Allowing an average of just 17 points in their wins with Tebow, the Denver defense was integral part of five of the former Gator's comeback wins, and offered him a chance to seal their spot in the playoffs with a win against Kansas City. Like their quarterback, however, the defense suffers from serious consistency issues. From 17 points is wins, to 32 in losses, this is a unit that will hold a team to 200 yards in one game, and then give up 600 in the next.
In fact, it may surprise you to learn that despite being a target of ridicule for much of the year, the Patriots' defense grades out rather better than the Broncos in the most important stat of all: points allowed. It's not hard to see why, either. Staunch against the run and weak against the pass, the Patriots punish teams that try to take advantage of their apparent vulnerability by putting pressure on opposing quarterbacks with the combo of Vince Wilfork and Mark Anderson, and making opportunistic plays when they force poor decisions. It's why the Patriots' turnover advantage is more than twice that of the next best AFC team. Denver comes in at a lowly -12, good for second to last.
For the Patriots, then, the game will be all about whether their front seven can get to Tim Tebow much in the way that the Steelers' did not. While a healthy Steelers defensive line may look more impressive than New Englands, Pittsburgh entered the game incredibly thin at the position thanks to numerous injuries, and then lost two more players as the game progressed. New England, while down Andre Carter, still have Wilfork, Anderson, and the rest of their starting seven in good health.

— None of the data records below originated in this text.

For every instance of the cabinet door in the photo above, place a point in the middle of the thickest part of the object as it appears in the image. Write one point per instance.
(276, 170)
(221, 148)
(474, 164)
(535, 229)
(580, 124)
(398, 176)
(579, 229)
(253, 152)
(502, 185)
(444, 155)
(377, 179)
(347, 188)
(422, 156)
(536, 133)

In Week 15, this led to four sacks and-after a fast start-a mediocre night for Tim Tebow, who was forced to throw the ball away or into the ground time and again.
Even their weakness in the secondary does not necessarily play into Tebow's predilection for the long ball as much as it might seem. After all, while the Steelers were felled in overtime by bringing their whole defense up, daring Tebow to throw, the Patriots' secondary is hardly likely to commit the same mistake. With the pass defense often giving receivers large cushions at the line, the Patriots could force Tebow to adapt to making quick reads and accurate, well-timed short passes against a defense which won't give him quite the same space that Pittsburgh did.

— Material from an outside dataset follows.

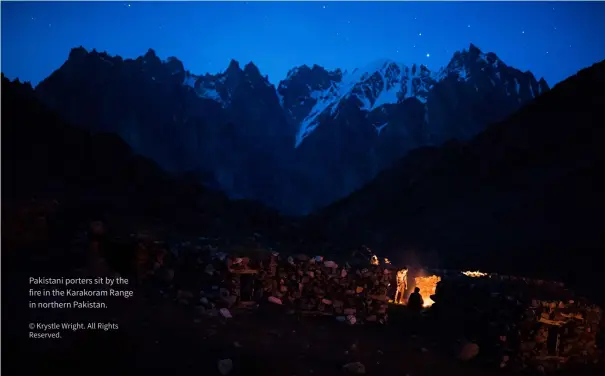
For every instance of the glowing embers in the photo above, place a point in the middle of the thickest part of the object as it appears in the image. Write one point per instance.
(427, 286)
(374, 260)
(475, 274)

Even if Tebow manages here, however, the Broncos will have to keep Brady from tearing them to pieces on every drive as he did the last time they played. They cannot do this by taking away his offensive weapons-Rob Gronkowski is nearly unguardable, Aaron Hernandez has stepped up when teams have focused on limiting Gronkowski, and then you still have to deal with Wes Welker. No, just like New England, the Broncos have to get at the quarterback.
This is something they've done with some regularity, of course, thanks to the combination of defensive lineman Elvis Dumervil and linebacker Von Miller. But the New England offensive line is no typical challenge. Ranked amongst the best in the game at protecting their quarterback, they held Denver to two sacks in Week 15, and hardly seem likely to allow Brady to take the same beating as Ben Roethlisberger took behind a line lacking Maurkice Pouncey. They will get to him on occasion, but when they don't it will be up to the rest of the unit to keep him from piling up the yards. And unless Brady is having a very off day, it's going to be hard to do that.
There's a curious dichotomy in the perception of these two defenses. New England's is lambasted as a unit that can't keep up or compete for a Championship, while Denver's is often hailed as the real driving force behind Tim Tebow's miracles. And yet, when stacked up against eachhother, New England comes away looking like perhaps the smarter bet. The game will be the same for each unit this Saturday, if for different reasons: get after the quarterback. And as of right now, it's looking like New England could have the advantage in that fight.